The Flux HelmRelease resource provides several parameters to configure behavior when failures occur:

  • HelmRelease.spec.timeout: The wait time for individual Kubernetes operations (e.g., Hooks) during a Helm action.
  • HelmRelease.spec.install: Configuration for Helm install actions.
  • HelmRelease.spec.upgrade: Configuration for Helm upgrade actions.

For full details, refer to the Flux documentation for install and upgrade.

Failure Strategies

A common requirement is to automatically retry or remediate failed deployments. For example, a configuration that attempts to uninstall and re-install a failed release up to 10 times:

spec:
  install:
    strategy:
      name: RemediateOnFailure
    remediation:
      retries: 10
  upgrade:
    strategy:
      name: RemediateOnFailure
    remediation:
      retries: 10

To avoid manually defining these verbose configurations for every release, KuboCD allows you to define named strategies in the global configuration (Config).

Configuring Global Strategies

Sample Config resource:

apiVersion: kubocd.kubotal.io/v1alpha1
kind: Config
metadata:
  name: global-config
spec:
  defaultHelmTimeout: 3m0s
  defaultOnFailureStrategy: updateOnFailure
  onFailureStrategies:
    - name: stopOnFailure
      strategy: {}

    - name: reinstallOnFailure
      strategy:
        install:
          strategy:
            name: RemediateOnFailure
          remediation:
            retries: 10
        upgrade:
          strategy:
            name: RemediateOnFailure
          remediation:
            retries: 10

    - name: updateOnFailure
      strategy:
        install:
          strategy:
            name: RetryOnFailure
            retryInterval: 1m0s
        upgrade:
          strategy:
            name: RetryOnFailure
            retryInterval: 1m0s

Defined Strategies:

  • stopOnFailure: Do nothing on failure (default Flux behavior).
  • reinstallOnFailure: Uninstall and re-install up to 10 times.
  • updateOnFailure: Retry the update every minute until success.

Default Settings:

  • defaultOnFailureStrategy: Sets the strategy used by default for all deployments (updateOnFailure in this example).
  • defaultHelmTimeout: Sets the default HelmRelease.spec.timeout (3 minutes).

Applying Strategies

Strategies can be applied or overridden at multiple levels:

  1. Global Default: As defined in defaultOnFailureStrategy.
  2. Package Level: Override per module using package.module[X].onFailureStrategy and timeout.
  3. Release Level: Override per module using moduleOverrides.

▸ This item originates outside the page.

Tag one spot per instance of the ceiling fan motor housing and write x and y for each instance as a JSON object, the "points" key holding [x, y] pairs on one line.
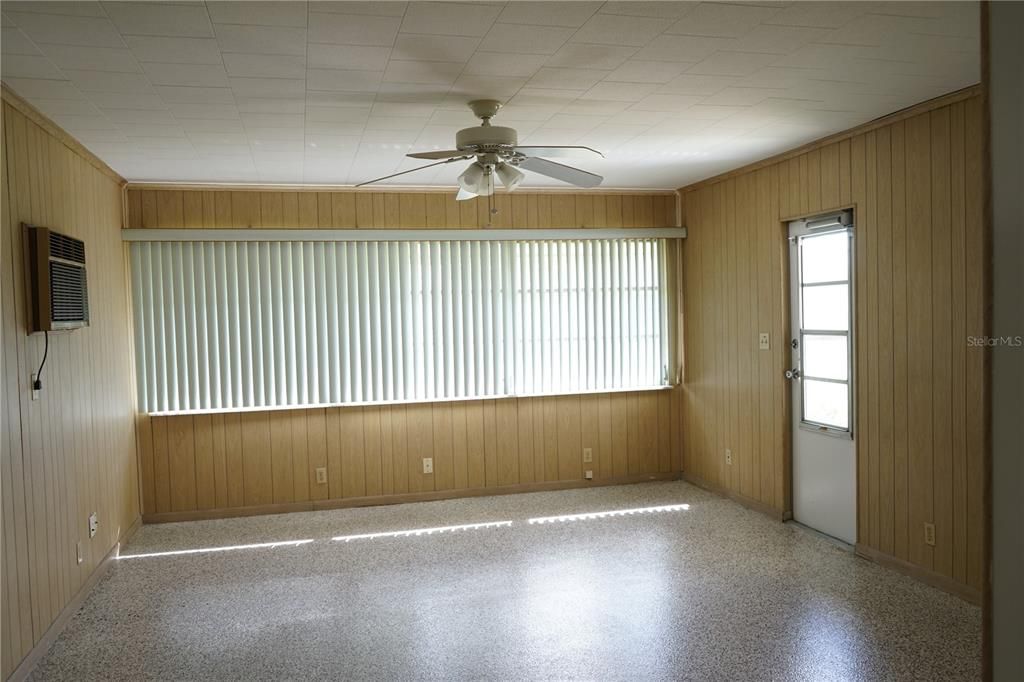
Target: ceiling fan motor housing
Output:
{"points": [[485, 138]]}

Example: Overriding at Release Level

apiVersion: kubocd.kubotal.io/v1alpha1
kind: Release
metadata:
  name: podinfo1
  namespace: default
spec:
  package:
    repository: quay.io/kubodoc/packages/podinfo
    tag: 6.7.1-p01
  moduleOverrides:
    main:
      onFailureStrategy: reinstallOnFailure
      timeout: 2m

In this example, the main module will use the reinstallOnFailure strategy and a custom timeout of 2 minutes.